Everyone is looking for someone to blame, except Jesus, who is not interested in blame, on who sinned, but is only and completely intent on God's purpose of transforming the hard places of life into new and abundant life. This is clearly a story about compassion and healing. For folks like us with homes, jobs, money, family, friends, compassion usually means “pity” or “feeling sorry for someone,” someone like Mr. James Davis or the man born blind in our story, because they lack what we have. There is a lot to be said for pity and feeling sorry, but the word compassion is a Latin root, com-passio, that means, “suffering with,” and that is what God in Jesus Christ is all about and that is where healing is possible. How can we truly suffer with, have compassion for, someone like Mr. James Davis or the man born blind? We are just not in their shoes. Maybe not, but when we see those people and see ourselves in those people, how they are us and we are them, then the distance disappears and we realize we are all in this together.
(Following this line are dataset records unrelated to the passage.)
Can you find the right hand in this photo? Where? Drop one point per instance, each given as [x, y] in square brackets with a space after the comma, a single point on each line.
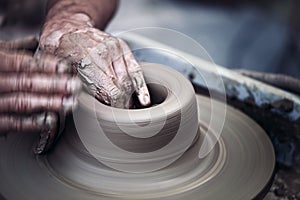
[35, 93]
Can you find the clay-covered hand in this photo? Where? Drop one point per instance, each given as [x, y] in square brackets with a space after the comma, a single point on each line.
[105, 63]
[33, 91]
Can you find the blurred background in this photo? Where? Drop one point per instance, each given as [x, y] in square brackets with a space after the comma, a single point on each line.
[262, 35]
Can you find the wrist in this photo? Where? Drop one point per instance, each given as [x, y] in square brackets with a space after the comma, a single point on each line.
[60, 24]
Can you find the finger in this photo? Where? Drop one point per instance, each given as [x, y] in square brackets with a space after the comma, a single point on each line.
[136, 75]
[39, 83]
[29, 103]
[17, 61]
[101, 87]
[44, 123]
[29, 43]
[48, 134]
[120, 69]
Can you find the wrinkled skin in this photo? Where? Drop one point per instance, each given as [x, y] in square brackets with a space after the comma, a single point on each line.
[104, 63]
[36, 92]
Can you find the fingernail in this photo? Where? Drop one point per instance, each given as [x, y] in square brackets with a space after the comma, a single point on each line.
[40, 147]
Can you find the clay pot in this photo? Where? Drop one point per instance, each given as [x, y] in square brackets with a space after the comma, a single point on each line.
[147, 139]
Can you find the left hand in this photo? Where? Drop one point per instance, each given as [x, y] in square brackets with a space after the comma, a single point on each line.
[105, 63]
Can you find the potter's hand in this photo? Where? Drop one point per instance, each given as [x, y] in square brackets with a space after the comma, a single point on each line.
[33, 90]
[105, 63]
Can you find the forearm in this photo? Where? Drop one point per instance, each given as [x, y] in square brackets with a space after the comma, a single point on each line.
[99, 11]
[66, 16]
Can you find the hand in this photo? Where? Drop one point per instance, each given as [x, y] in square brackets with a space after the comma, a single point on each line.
[36, 92]
[105, 63]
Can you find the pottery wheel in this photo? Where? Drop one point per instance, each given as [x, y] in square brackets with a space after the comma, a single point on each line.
[239, 167]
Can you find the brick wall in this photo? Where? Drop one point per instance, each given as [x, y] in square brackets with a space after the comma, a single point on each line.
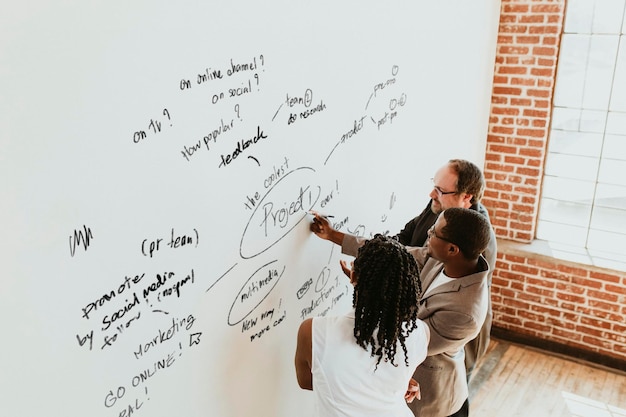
[569, 306]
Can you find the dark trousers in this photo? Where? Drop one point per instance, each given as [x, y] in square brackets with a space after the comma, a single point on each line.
[463, 412]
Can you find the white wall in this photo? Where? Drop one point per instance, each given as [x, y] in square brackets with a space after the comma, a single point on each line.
[399, 88]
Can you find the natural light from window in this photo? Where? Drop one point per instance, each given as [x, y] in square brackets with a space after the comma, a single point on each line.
[583, 205]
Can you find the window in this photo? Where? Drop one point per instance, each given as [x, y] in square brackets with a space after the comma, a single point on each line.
[583, 204]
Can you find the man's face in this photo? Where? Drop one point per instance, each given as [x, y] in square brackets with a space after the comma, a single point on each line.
[444, 193]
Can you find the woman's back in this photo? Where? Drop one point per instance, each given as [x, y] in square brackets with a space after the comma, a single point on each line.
[346, 380]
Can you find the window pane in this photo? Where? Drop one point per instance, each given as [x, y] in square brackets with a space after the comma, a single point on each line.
[570, 82]
[611, 196]
[616, 123]
[565, 212]
[609, 220]
[592, 121]
[607, 241]
[570, 166]
[565, 118]
[614, 147]
[602, 56]
[566, 189]
[561, 233]
[576, 143]
[618, 95]
[583, 202]
[613, 172]
[605, 18]
[579, 16]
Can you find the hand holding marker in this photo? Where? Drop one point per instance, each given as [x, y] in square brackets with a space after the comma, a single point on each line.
[326, 216]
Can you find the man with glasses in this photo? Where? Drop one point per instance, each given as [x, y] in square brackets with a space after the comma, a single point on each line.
[454, 303]
[459, 183]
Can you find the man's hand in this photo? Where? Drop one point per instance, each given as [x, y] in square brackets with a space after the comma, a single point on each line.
[322, 228]
[413, 391]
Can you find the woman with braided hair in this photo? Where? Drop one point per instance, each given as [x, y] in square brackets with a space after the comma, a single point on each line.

As disciples of Christ our spirituality is one of letting go of fault and blame, of resisting all the finger pointing which keeps us too busy for having real com-passion with real people, and get down to the new and abundant life which God in Jesus Christ is bringing forth every day. Because while stories about Mr. James Davis are both moving and enlightening, the Good News is not just for him, or about him and people like him, but for each of us and for all of us. Where am I blind in my life? Where are you unable to love? Where is she unable to trust? Where does our hope fail us? What can he not forgive? What do I need to repent of but cannot? Like it or not, these are the places where Jesus will find us. It’s all about the grace and grace never blames or finds fault.